Decía Gustavo Martin Garzo en un artículo
sobre la educación de los niños “Hay
adultos que tienen el maravilloso donde saber ponerse en el lugar de los
niños. Ese don es un regalo del amor. Basta con amar a alguien para desear conocerle y querer acercarse a su mundo. Y la habilidad en tratar
a los niños solo puede provenir de haber visitado el lugar en que estos
suelen vivir. Ese lugar no se parece al nuestro, y por eso tantos adultos se equivocan al pedir a los
pequeños cosas que no están en
condiciones de hacer”. Ese es el lugar,
el Reino de los niños. El Reino de la
infancia.
Valorar esas
pequeñas cosas, esas conexiones de la memoria que “nos
aguardan en un rincón, en un cajón
y que te tienen a su
merced como hojas muertas como
dice la canción de Serrat, parar el reloj del tiempo, hacernos volver al pasado, de rememorar instantes de felicidad. En olores,
en sabores que reconocemos. De cualquier sensación, olor o sabor puede surgir
el pasado como una fuerza tan intensa como desestabilizadora”. Eso es lo que le
sucedió a Proust al paladear la famosa
magdalena de Combray.
El único paraíso
que uno ha experimentado en la vida es el reino de la infancia, tan parecido,
por cierto, al Reino de Dios que predicaba Jesús. Aquel Jesús que decía
que lo mejorcito de todo el Reino de Dios eran precisamente los que eran como los niños o los mismos niños. Los niños no
solo son lo mejor de la Humanidad
sino que el único fin de la Humanidad es
alcanzar los objetivos que laten en el corazón de todo niño, el amor y la libertad.
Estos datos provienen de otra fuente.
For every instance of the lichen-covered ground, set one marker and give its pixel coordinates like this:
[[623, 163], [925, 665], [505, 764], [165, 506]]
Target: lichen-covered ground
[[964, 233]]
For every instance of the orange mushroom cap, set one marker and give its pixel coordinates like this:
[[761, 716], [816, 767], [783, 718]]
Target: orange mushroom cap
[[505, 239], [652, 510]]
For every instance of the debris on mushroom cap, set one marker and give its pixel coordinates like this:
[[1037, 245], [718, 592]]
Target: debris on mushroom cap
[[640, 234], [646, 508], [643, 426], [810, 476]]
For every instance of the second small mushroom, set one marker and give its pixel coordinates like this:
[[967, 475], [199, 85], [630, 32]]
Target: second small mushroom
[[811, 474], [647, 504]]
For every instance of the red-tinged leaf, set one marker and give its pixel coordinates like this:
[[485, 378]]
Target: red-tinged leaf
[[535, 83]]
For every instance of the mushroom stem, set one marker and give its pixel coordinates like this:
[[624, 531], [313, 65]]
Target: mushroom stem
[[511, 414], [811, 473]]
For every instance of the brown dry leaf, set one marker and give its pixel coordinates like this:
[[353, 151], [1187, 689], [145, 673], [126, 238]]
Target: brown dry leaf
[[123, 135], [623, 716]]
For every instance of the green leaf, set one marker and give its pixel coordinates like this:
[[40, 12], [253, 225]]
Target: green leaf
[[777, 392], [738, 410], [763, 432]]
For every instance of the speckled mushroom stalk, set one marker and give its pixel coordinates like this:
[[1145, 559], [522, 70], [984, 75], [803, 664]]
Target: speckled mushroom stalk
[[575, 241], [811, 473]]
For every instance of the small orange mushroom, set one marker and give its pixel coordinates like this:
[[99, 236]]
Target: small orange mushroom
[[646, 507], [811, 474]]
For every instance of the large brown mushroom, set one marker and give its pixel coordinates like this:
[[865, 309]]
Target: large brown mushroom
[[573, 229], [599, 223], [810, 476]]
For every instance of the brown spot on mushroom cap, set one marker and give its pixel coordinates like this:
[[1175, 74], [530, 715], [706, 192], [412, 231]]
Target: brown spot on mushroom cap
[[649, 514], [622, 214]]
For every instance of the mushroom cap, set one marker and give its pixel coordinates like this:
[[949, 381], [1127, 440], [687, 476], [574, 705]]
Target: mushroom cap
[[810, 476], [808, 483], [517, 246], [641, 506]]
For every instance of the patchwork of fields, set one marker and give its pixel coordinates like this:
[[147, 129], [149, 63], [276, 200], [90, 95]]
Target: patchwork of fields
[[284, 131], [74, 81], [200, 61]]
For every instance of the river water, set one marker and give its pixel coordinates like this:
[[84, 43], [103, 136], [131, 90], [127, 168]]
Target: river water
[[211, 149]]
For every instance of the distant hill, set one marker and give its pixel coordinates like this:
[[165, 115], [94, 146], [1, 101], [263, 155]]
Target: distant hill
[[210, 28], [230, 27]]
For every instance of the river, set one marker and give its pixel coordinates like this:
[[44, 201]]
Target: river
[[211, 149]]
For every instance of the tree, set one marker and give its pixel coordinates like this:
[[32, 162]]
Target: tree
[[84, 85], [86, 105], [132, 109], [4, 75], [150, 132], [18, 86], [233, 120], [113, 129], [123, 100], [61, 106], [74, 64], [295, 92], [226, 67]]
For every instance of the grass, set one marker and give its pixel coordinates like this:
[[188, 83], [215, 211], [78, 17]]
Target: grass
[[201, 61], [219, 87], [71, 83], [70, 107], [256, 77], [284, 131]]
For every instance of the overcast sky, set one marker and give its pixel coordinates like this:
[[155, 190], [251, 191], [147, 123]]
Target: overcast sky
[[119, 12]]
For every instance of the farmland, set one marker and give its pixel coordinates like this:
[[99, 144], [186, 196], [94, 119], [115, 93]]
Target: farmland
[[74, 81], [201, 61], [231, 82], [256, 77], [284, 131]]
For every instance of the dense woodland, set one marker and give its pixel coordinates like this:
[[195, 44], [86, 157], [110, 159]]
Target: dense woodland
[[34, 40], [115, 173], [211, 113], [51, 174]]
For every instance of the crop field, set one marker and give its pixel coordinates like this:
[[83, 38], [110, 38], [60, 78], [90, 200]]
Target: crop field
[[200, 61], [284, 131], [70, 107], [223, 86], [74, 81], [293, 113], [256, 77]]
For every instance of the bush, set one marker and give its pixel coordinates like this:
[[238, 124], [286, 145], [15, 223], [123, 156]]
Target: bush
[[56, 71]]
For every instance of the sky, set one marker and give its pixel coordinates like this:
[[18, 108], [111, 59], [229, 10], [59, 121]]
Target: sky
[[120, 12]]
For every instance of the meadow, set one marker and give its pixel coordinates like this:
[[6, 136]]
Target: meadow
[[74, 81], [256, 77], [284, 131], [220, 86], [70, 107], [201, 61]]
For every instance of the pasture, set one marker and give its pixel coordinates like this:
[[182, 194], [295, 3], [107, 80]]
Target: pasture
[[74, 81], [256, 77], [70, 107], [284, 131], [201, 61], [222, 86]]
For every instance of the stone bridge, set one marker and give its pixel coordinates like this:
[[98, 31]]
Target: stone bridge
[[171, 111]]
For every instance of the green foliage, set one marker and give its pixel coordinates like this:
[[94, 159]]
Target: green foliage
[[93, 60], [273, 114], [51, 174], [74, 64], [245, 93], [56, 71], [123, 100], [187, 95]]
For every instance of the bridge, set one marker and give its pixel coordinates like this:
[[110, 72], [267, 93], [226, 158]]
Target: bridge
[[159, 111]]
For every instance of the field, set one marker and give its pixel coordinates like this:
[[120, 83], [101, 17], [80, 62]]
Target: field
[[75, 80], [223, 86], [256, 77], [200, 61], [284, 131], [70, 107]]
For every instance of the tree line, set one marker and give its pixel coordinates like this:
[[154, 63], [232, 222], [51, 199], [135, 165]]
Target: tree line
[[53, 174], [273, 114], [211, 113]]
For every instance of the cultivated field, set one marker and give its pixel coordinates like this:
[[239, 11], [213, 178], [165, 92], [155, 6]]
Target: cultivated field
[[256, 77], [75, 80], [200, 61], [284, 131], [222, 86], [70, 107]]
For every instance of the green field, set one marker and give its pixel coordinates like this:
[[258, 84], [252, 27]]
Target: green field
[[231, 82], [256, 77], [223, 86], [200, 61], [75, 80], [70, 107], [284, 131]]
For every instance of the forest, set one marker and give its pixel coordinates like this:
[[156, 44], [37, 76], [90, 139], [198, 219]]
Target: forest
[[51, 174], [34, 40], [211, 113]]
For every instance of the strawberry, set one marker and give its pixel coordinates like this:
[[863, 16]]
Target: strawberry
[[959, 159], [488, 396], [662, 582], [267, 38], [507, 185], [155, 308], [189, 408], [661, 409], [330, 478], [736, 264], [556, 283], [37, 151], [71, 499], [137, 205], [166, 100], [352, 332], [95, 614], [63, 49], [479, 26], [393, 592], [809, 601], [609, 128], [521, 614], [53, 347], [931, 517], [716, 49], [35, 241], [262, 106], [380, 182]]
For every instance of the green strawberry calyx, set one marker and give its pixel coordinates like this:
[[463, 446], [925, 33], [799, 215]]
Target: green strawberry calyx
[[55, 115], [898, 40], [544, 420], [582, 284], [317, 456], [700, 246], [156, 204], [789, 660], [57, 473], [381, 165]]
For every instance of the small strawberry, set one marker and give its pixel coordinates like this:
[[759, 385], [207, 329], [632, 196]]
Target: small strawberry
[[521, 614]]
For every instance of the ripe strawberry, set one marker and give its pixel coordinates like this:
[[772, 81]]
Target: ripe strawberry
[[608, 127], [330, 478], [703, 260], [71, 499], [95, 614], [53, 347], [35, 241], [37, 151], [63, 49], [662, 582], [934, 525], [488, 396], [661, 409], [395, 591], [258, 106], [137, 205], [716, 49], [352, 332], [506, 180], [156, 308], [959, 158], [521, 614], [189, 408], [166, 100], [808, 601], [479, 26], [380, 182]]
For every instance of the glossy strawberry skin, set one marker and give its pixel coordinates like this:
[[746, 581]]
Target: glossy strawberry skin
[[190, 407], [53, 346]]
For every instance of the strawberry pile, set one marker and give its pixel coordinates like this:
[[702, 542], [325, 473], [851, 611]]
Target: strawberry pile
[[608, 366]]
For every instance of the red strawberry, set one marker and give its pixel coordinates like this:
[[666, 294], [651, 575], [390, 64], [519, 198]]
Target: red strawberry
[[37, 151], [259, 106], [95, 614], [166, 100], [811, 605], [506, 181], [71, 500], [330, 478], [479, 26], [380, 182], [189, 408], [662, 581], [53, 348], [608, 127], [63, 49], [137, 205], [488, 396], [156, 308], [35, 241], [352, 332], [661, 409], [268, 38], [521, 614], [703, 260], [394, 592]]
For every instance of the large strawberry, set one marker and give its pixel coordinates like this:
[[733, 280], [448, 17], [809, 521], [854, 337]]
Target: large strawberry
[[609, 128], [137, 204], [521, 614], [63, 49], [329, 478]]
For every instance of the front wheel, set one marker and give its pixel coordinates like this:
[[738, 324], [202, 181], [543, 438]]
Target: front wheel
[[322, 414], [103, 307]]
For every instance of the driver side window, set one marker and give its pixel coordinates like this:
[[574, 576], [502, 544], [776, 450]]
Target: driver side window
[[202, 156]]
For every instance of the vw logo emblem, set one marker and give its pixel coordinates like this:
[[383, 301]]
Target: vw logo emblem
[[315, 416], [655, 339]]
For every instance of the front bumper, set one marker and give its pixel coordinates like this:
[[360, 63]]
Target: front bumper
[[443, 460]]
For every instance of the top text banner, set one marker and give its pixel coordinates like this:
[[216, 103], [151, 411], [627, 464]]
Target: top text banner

El niño se hace malo solo cuando imita a los
adultos. Algo así decía Rousseau en el
Emilio. El niño malo no es otra cosa que un adulto prematuro. Y no hay adulto malo al que si se le llega hasta la última capa de cebolla de
su corazón maltratado no encontremos
un niño bueno y asustado, que tomó el
camino de en medo ante el terror que supone
la vida. Cuando los adultos entramos en el paraíso de la infancia lo destruimos y
corrompemos siempre de forma sacrílega. Debería prohibirse tajantemente
el contacto de los adultos con los niños como forma de preservar puro lo único
bueno y noble de la Humanidad. Y el adulto que corrompe a un niño, que pisa el alma inmaculada de un niño,
debería expiar su crimen con la muerte. Pues ha cometido el mayor delito posible. La infancia es el santa
sanctórum del hombre, el recinto de la suprema elegancia de la naturaleza
humana y ningún adulto puede conculcar este lugar sagrado,
este “nido de abeja” del Templo délfico del Hombre. Unamuno
llego a decir que cuando un niño nace muere un ángel. Estaba equivocado. El ángel muere cuando se deja de ser
niño. Y los ángeles del Cielo son
niños que no llegaron a adultos, eso
nos decían de pequeños. Y a lo
mejor no se lo creían los mayores pero nosotros sí.
Hay aspectos
hermosos en el libro de Luis García
Montero Vista cansada en un
bello poemario en el que hace
recuento de su infancia granadina,
las ciudades que vio,
el compromiso y la amistad. La
infancia es, para el poeta que
observa (y recuerda) con la
vista cansada, un paisaje sereno donde
aún permanecen los testigos principales, perfilados ahora con una
nitidez o una imprecisión
distinta: la propia ciudad, sus
calles y los nombres. A esta parte pertenecen dos de los poemas más
conmovedores de este libro. La presbicia
hace que las letras bailen y para enfocarlas la única solución es separarse de
la lectura. Separarse no significa renunciar a la ocupación sino establecer o aumentar una
distancia entre el ojo y el objeto. La presbicia se puede superar con lentes.
La vista cansada es, por el contrario, una debilidad incorregible y la
distancia necesaria para acoplar el
enfoque que es de carácter temporal: visión de la memoria. La vista cansada es una perspectiva más elevada sobre
el pasado sobre el futuro, producto de la edad.